Comme Guegue m’a donné sa bénédiction pour que je poursuive mon intégrale (qui pour le moment à la queue un peu courte, je le reconnais), voici mon commentaire du cinquième épisode.

Ca casse pas des briques mais c’est quand même bien rigolo. Une vraie dynamique de team qui s’installe, les blagues fusent…

Et Carter prend déjà sa mine de groupie méga girlie qu’elle ne quittera pas pendant huit ans, gloussant aux blagues vaseuses de ce vieux Jack comme environ les trois quarts de la population féminine terrienne…

Avant de lui sauter dessus dans les vestiaires, sous l’emprise d’un virus qui fait régresser à l’âge de pierre nos pauvres soldats…

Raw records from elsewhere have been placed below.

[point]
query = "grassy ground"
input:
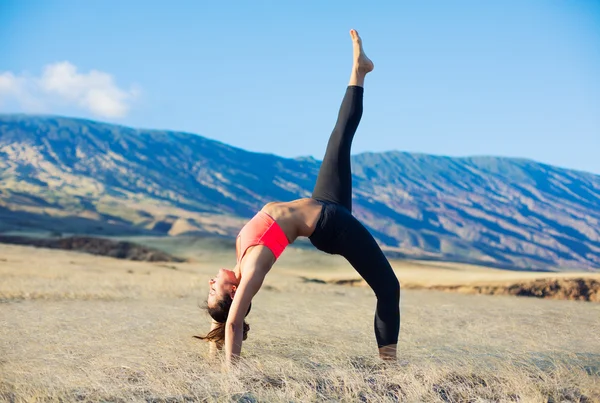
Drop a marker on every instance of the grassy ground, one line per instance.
(75, 327)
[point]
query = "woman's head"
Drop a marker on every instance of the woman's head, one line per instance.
(221, 292)
(223, 285)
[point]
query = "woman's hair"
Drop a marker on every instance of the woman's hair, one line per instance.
(219, 313)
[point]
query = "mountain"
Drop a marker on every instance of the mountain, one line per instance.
(74, 175)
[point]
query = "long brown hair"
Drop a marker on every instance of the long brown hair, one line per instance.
(219, 314)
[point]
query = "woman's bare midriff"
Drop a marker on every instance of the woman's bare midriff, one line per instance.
(296, 218)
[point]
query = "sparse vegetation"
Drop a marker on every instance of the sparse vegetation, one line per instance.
(78, 327)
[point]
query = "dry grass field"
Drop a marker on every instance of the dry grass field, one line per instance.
(76, 327)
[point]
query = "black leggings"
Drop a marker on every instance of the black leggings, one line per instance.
(339, 232)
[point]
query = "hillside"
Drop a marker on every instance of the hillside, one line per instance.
(80, 176)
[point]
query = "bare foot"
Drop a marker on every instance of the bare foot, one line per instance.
(361, 62)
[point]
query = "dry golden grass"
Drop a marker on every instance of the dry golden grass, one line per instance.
(75, 327)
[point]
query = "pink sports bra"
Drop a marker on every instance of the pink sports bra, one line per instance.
(261, 230)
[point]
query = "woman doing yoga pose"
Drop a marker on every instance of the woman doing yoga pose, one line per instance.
(326, 219)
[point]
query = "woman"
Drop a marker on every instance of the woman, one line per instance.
(326, 219)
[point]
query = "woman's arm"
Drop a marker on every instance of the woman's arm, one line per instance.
(234, 327)
(214, 347)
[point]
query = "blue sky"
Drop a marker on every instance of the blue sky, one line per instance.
(508, 78)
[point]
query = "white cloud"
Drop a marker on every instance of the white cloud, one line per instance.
(61, 84)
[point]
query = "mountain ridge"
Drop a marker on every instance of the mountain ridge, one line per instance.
(500, 210)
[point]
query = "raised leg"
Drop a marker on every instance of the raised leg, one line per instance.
(334, 183)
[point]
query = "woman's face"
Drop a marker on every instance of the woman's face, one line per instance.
(224, 283)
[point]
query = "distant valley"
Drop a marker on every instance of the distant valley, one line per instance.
(79, 176)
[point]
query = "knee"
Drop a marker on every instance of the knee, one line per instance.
(391, 292)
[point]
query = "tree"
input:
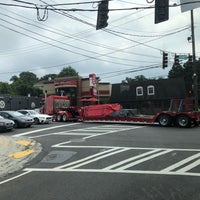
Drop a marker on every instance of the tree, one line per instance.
(68, 71)
(176, 71)
(186, 71)
(5, 88)
(137, 78)
(24, 84)
(48, 77)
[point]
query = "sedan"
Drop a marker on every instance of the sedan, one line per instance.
(38, 118)
(6, 124)
(19, 119)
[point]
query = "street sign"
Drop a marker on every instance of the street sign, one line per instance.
(187, 5)
(183, 57)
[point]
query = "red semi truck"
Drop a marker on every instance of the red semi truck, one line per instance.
(180, 113)
(59, 107)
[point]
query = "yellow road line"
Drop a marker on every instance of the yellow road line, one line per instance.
(21, 154)
(25, 143)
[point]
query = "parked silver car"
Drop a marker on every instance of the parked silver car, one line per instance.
(38, 118)
(19, 119)
(6, 124)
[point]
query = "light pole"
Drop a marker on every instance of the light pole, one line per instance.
(195, 77)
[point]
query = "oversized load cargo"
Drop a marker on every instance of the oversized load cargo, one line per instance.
(99, 111)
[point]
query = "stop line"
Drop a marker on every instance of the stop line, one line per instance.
(127, 165)
(124, 159)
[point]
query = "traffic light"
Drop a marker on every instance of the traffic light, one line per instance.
(190, 93)
(102, 15)
(161, 11)
(176, 59)
(190, 58)
(165, 60)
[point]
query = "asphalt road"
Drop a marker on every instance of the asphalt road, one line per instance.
(87, 161)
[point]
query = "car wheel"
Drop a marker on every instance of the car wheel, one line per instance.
(183, 121)
(36, 121)
(58, 118)
(65, 118)
(16, 125)
(164, 120)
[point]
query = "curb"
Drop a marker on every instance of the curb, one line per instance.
(16, 152)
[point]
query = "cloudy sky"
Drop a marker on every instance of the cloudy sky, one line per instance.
(43, 41)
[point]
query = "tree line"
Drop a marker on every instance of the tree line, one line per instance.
(24, 83)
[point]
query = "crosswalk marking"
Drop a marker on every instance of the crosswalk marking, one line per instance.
(143, 160)
(120, 159)
(87, 158)
(124, 166)
(131, 159)
(98, 158)
(182, 162)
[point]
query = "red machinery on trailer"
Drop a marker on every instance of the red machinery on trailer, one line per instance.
(59, 107)
(180, 114)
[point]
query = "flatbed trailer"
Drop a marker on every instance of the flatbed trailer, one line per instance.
(103, 113)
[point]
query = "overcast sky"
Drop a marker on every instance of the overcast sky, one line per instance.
(130, 45)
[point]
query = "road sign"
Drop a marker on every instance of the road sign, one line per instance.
(183, 57)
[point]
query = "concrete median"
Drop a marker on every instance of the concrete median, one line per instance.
(15, 153)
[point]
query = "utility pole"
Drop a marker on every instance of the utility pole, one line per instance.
(195, 77)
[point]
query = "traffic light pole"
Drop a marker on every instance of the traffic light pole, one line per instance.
(195, 77)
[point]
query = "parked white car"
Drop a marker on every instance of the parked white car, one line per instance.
(38, 118)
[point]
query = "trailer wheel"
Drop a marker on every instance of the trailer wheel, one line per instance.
(65, 118)
(183, 121)
(58, 118)
(36, 121)
(164, 120)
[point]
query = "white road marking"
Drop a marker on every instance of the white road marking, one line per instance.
(131, 159)
(189, 167)
(143, 160)
(98, 158)
(114, 130)
(182, 162)
(43, 129)
(111, 171)
(87, 158)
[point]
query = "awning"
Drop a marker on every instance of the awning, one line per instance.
(92, 99)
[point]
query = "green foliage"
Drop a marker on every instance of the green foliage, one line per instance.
(137, 78)
(67, 72)
(186, 71)
(48, 76)
(5, 88)
(24, 84)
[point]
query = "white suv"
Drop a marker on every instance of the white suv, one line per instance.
(38, 118)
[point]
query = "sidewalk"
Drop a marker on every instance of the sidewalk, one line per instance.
(15, 152)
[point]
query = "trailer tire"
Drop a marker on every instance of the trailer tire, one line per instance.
(36, 121)
(164, 120)
(65, 118)
(58, 118)
(183, 121)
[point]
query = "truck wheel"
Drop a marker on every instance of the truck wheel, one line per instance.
(183, 121)
(36, 121)
(164, 120)
(58, 118)
(65, 118)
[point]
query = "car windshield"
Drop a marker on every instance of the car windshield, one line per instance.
(33, 112)
(16, 114)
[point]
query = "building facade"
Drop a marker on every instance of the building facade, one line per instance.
(77, 88)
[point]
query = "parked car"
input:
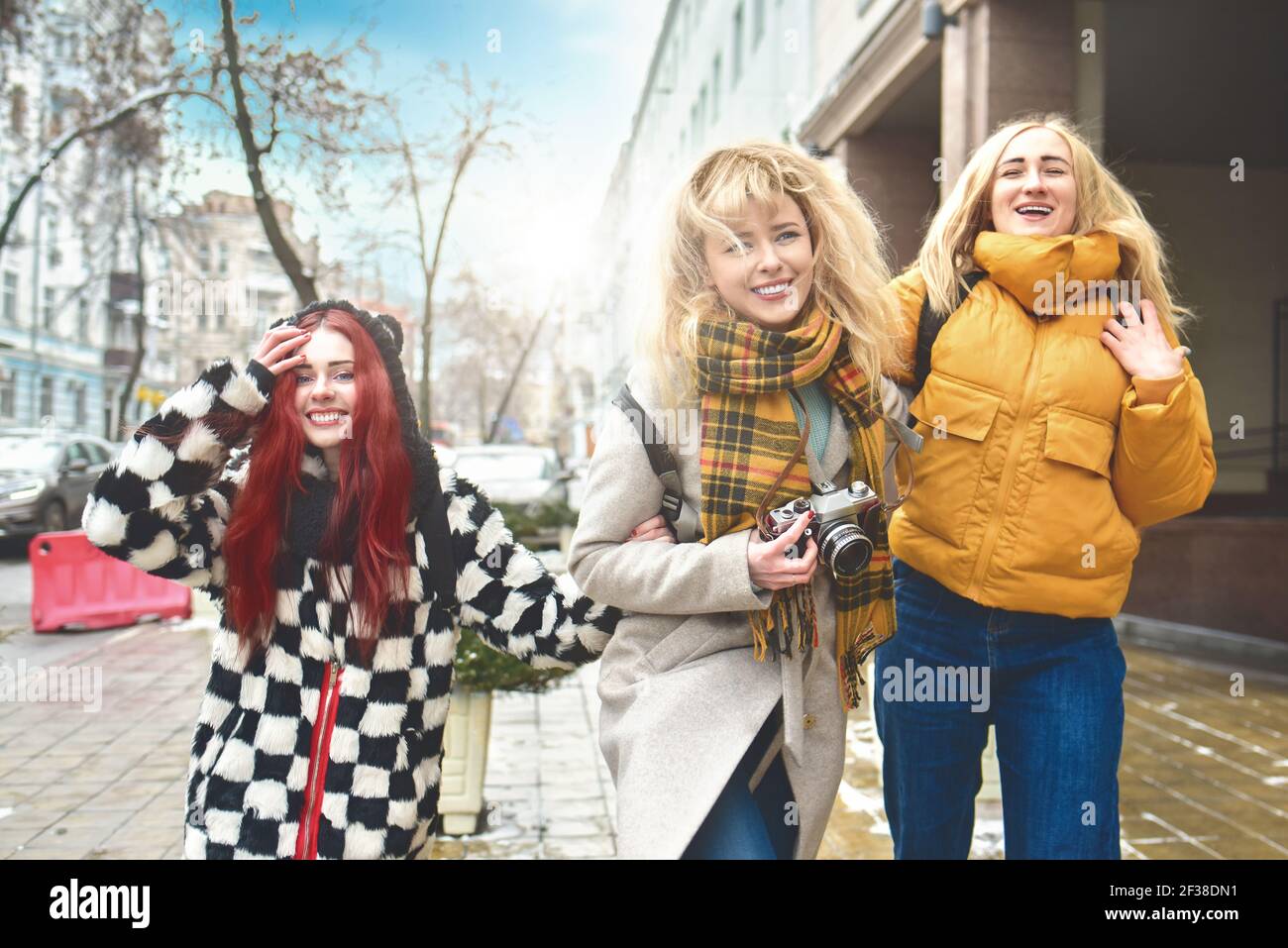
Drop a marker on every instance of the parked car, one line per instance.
(524, 475)
(46, 478)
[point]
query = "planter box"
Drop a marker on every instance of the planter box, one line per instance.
(469, 720)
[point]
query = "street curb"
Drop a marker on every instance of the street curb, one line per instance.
(1179, 638)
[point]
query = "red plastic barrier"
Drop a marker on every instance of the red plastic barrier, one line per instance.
(73, 583)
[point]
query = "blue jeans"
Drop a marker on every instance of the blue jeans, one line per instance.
(1052, 690)
(746, 824)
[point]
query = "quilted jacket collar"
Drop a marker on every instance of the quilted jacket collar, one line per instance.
(1033, 266)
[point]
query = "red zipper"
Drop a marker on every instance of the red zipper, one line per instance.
(310, 814)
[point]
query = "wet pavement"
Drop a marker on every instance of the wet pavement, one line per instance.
(1205, 773)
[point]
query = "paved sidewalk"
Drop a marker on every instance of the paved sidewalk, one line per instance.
(1203, 773)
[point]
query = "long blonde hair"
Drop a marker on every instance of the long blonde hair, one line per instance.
(850, 274)
(1104, 205)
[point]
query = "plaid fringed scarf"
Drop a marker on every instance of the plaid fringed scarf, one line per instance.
(748, 436)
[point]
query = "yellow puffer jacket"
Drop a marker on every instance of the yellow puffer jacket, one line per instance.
(1039, 468)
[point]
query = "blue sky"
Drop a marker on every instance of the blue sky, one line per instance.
(575, 68)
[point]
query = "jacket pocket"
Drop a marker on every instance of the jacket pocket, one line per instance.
(954, 421)
(1072, 526)
(227, 728)
(1080, 441)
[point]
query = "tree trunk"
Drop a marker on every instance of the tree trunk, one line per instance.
(514, 376)
(426, 327)
(282, 249)
(141, 294)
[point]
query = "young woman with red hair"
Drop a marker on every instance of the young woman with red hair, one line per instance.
(301, 496)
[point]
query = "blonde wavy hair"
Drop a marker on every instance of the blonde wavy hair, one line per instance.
(1104, 205)
(850, 273)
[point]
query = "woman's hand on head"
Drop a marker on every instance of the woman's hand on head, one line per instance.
(1140, 347)
(277, 350)
(653, 528)
(769, 566)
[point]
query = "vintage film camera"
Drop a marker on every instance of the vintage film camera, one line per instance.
(842, 543)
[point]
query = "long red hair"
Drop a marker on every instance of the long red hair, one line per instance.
(373, 497)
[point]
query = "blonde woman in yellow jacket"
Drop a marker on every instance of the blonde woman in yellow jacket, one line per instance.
(1054, 432)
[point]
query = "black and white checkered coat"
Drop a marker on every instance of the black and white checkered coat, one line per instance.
(165, 510)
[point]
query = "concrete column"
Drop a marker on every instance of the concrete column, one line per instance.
(1003, 59)
(894, 171)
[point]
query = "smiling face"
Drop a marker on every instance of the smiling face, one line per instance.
(1034, 192)
(768, 277)
(325, 391)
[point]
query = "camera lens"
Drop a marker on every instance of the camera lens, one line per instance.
(844, 548)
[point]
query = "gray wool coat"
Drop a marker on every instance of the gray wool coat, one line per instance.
(682, 694)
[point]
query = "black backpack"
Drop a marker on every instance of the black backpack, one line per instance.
(931, 322)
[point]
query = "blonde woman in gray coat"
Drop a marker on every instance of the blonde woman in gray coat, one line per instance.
(725, 690)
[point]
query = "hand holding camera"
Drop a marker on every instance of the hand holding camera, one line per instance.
(845, 545)
(774, 563)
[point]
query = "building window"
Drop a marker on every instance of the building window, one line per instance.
(737, 47)
(77, 390)
(715, 90)
(47, 397)
(11, 298)
(8, 395)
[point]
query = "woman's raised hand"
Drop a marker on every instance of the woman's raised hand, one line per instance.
(653, 528)
(275, 350)
(1140, 347)
(768, 565)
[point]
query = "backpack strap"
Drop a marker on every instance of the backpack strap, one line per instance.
(931, 322)
(681, 517)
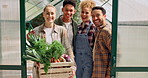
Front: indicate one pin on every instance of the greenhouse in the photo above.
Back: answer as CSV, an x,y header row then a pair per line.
x,y
129,21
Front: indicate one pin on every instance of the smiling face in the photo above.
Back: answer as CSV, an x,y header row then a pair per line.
x,y
85,14
98,18
49,14
68,12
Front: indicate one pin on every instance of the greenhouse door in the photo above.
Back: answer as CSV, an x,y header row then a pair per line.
x,y
12,39
130,39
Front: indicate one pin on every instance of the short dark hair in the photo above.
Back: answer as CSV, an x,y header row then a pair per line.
x,y
72,2
99,8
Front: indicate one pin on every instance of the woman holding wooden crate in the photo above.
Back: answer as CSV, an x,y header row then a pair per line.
x,y
50,31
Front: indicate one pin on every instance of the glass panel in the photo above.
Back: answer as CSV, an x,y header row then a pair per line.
x,y
132,75
132,33
10,32
133,42
10,74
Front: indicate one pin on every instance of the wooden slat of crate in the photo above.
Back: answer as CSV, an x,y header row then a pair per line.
x,y
57,70
59,64
65,75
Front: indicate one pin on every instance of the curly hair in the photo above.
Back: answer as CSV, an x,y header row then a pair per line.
x,y
87,4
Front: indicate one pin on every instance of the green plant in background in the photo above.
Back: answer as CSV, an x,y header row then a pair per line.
x,y
76,16
38,50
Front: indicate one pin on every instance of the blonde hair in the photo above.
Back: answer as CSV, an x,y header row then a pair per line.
x,y
48,6
87,4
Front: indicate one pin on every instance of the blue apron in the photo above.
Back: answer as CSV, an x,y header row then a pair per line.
x,y
83,55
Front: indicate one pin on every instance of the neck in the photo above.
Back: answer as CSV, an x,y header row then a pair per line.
x,y
49,25
66,20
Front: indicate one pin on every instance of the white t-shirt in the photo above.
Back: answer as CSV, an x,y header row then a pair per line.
x,y
48,32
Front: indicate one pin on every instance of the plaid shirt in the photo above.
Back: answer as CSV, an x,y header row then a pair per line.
x,y
82,30
102,53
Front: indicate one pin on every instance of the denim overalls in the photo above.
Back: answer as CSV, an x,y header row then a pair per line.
x,y
83,56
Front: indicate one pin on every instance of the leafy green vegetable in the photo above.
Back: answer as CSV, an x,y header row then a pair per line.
x,y
38,50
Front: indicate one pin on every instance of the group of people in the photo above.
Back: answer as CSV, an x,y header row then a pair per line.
x,y
88,44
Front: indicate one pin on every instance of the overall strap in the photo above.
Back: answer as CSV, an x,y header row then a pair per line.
x,y
87,30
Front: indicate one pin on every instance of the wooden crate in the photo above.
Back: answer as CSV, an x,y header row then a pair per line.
x,y
57,70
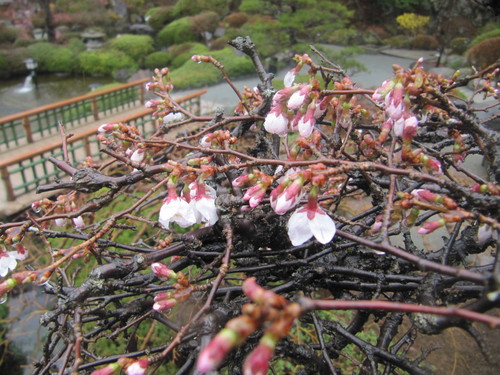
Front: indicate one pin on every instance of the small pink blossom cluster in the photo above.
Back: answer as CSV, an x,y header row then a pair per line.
x,y
161,81
396,101
195,206
218,139
251,99
295,108
255,194
307,221
8,259
131,367
167,300
64,204
269,308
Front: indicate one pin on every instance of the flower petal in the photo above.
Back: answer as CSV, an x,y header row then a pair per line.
x,y
322,227
298,227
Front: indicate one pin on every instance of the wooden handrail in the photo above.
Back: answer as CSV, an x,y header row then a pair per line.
x,y
18,158
62,103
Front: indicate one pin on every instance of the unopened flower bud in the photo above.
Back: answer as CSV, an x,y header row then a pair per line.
x,y
162,270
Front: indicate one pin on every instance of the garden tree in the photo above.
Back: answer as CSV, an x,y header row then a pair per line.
x,y
221,247
299,20
46,6
385,9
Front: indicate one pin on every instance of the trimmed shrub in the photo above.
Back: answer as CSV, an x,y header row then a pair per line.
x,y
42,52
191,76
12,62
176,32
484,53
398,41
76,45
412,22
8,34
218,44
342,36
22,42
158,59
481,37
426,42
236,20
159,17
185,8
265,33
459,45
183,53
4,65
62,59
205,21
135,46
104,62
234,65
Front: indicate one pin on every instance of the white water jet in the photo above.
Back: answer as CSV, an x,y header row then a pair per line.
x,y
27,85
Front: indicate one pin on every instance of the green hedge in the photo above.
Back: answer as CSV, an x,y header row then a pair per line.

Un grand classique de la SF télévisée, le coup du virus (ou autre phénomène mystérieux) qui donne envie à tout le monde de forniquer comme des bêtes.

Mais en dehors de ces considérations très en dessous de la ceinture, c’est aussi la première apparition de notre toub’ préférée, la douce et brave Janet Fraiser…

Je dois reconnaître qu’elle est vraiment admirable dans cet épisode, j’avais oublié à quel point sa voix était jolie et réconfortante…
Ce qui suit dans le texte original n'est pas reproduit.